2. Description of the Prior Art
It may also be demonstrated that the laser gyro operates correctly only above a certain rotation speed needed to reduce the influence of intermodal coupling. The rotation speed range lying below this limit is conventionally called the blind zone.
The condition for observing the beat, and therefore for the operation of the laser gyro, is the stability of the intensities emitted in the two directions. This is not a priori an easy thing to achieve because of the intermodal competition phenomenon, which means that one of the two counterpropagating modes may have a tendency to monopolize the available gain, to the detriment of the other mode.
This problem is solved in standard laser gyros by the use of a gaseous amplifying medium, generally a helium/neon mixture operating at room temperature. The gain curve of the gas mixture exhibits Doppler broadening due to the thermal agitation of the atoms. The only atoms capable of delivering gain to a given frequency mode are thus those whose velocity induces a Doppler shift in the apparent frequency, which brings the atom to resonance with the mode in question. Forcing the laser emission to take place other than at the center of the gain curve by piezoelectric adjustment of the optical path length ensures that the atoms at resonance with the cavity have a non-zero velocity. Thus, the atoms that can contribute to the gain in one of the two directions have velocities opposite those of the atoms that can contribute to the gain in the opposite direction. The system therefore behaves just as if there were two independent amplifying media, one for each direction. Since intermodal competition has thus disappeared, stable and balanced bidirectional emission occurs. In practice, to alleviate other problems, a mixture consisting of two different neon isotopes is used.
However, the gaseous nature of the amplifying medium is a source of technical complications when producing the laser gyro especially because of the high gas purity required and of premature wear during its use, which wear is in particular due to gas leakage and to deterioration of the electrodes by the high voltages used to establish the population inversion.
At the present time, it is possible to produce a solid-state laser gyro operating in the visible or the near infrared using, for example, an amplifying medium based on neodymium-doped YAG (yttrium aluminum garnet) crystals instead of the helium/neon gas mixture, the optical pumping then being provided by diode lasers operating in the near infrared. It is also possible to use, as amplifying medium, a semiconductor material, a crystalline matrix or a glass doped with ions belonging to the class of rare earths (erbium, ytterbium, etc.). Thus, all the problems inherent with the gaseous state of the amplifying medium are de facto eliminated. However, such a construction is made very difficult to achieve due to the homogeneous character of the broadening of the gain curve of the solid-state media, which induces very strong intermodal competition and because of the existence of a large number of different operating regimes, among which the non-frequency-locked intensity-balanced bidirectional regime, called the “beat regime” is one very unstable particular case (N. Kravtsov and E. Lariotsev, Self-modulation oscillations and relaxations processes in solid-state ring lasers, Quantum Electronics 24 (10), 841-856 (1994)).
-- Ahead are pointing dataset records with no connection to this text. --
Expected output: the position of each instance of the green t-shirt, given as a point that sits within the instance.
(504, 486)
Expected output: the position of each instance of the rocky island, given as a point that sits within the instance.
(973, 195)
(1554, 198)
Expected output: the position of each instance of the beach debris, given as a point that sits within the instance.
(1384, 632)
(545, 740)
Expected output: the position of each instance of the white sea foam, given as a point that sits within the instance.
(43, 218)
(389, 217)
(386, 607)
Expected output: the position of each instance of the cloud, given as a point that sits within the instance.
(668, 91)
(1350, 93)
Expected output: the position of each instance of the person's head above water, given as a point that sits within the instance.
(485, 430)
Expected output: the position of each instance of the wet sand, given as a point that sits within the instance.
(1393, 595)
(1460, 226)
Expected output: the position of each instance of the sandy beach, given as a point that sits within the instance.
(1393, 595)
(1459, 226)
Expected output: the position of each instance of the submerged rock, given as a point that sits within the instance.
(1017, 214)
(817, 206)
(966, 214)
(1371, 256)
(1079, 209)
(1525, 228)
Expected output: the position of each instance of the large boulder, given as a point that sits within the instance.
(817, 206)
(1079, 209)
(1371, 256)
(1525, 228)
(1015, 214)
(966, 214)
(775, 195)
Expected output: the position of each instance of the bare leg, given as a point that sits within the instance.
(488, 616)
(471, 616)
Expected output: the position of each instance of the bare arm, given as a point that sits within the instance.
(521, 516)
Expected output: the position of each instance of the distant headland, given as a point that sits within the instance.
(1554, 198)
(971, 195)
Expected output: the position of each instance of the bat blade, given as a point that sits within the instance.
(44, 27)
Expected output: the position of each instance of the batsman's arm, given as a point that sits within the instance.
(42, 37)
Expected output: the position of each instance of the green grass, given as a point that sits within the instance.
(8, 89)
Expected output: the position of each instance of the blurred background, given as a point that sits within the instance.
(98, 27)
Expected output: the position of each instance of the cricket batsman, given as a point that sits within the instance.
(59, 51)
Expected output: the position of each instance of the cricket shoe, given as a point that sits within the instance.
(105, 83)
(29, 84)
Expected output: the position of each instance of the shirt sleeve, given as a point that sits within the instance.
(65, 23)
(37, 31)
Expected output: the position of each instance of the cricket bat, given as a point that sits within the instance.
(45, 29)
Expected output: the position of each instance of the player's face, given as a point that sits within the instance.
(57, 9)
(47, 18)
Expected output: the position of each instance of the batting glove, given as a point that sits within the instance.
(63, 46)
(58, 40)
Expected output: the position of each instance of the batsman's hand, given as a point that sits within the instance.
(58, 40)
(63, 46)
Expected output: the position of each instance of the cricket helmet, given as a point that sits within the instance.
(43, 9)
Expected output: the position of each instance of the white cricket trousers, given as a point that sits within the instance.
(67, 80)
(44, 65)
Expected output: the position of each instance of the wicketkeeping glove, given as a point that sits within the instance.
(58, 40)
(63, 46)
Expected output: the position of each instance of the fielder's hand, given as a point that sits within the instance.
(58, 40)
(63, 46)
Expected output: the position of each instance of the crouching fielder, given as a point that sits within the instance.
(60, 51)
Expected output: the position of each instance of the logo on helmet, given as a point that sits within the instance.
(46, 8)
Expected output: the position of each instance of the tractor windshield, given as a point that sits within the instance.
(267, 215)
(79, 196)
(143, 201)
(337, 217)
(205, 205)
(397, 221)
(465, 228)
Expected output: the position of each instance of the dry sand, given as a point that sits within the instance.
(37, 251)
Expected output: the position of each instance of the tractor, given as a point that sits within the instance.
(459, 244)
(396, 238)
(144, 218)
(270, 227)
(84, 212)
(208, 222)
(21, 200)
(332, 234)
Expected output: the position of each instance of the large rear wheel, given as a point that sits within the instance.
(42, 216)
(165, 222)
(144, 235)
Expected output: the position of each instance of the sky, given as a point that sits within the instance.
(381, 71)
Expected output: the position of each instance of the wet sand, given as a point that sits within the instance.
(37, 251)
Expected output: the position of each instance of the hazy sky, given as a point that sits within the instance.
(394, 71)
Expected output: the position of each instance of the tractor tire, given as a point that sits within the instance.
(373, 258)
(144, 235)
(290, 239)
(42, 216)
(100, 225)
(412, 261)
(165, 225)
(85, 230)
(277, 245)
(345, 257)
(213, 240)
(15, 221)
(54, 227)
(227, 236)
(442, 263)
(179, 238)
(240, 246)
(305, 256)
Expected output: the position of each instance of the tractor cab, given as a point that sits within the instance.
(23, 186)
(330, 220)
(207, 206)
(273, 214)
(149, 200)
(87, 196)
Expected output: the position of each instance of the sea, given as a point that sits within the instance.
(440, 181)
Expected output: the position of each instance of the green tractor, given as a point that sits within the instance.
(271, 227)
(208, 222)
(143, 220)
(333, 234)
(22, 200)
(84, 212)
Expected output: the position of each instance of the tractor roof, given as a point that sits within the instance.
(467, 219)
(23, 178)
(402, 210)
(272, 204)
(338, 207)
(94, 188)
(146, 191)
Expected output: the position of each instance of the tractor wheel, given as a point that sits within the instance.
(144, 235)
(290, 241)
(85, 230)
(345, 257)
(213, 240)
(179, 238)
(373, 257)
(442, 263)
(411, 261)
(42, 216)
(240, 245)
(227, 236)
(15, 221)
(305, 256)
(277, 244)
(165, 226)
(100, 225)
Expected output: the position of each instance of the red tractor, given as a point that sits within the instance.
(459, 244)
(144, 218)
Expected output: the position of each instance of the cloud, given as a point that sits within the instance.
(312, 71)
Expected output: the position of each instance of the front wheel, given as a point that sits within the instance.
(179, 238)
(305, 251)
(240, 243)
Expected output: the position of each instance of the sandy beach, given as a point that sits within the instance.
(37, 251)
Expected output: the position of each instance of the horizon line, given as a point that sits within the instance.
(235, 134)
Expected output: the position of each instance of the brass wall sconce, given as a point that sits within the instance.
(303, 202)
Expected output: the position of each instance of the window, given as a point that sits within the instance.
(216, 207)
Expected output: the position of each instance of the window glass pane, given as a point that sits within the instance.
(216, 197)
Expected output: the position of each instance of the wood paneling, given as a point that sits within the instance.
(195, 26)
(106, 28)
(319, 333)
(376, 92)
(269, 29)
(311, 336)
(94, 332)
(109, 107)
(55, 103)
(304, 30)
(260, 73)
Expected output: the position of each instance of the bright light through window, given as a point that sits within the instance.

This major physical obstacle has greatly limited hitherto the development of solid-state laser gyros.
To alleviate this drawback, one technical solution consists in attenuating the effects of the competition between counterpropagating modes in a solid-state ring laser by introducing optical losses into the cavity that depend on the direction of propagation of the optical mode and on its intensity. The principle is to modulate these losses by a feedback device according to the difference in intensity between the two transmitted modes in order to favor the weaker mode to the detriment of the other, so as constantly to slave the intensity of the two counterpropagating modes either to a common value or to a constant difference. Technically, the production of the feedback device may be based on the combination of three optical devices that act on the polarization state of the optical modes. These three devices are a linear polarizer, a reciprocal rotator or a waveplate, and a nonreciprocal rotator (French patent application 03/03645).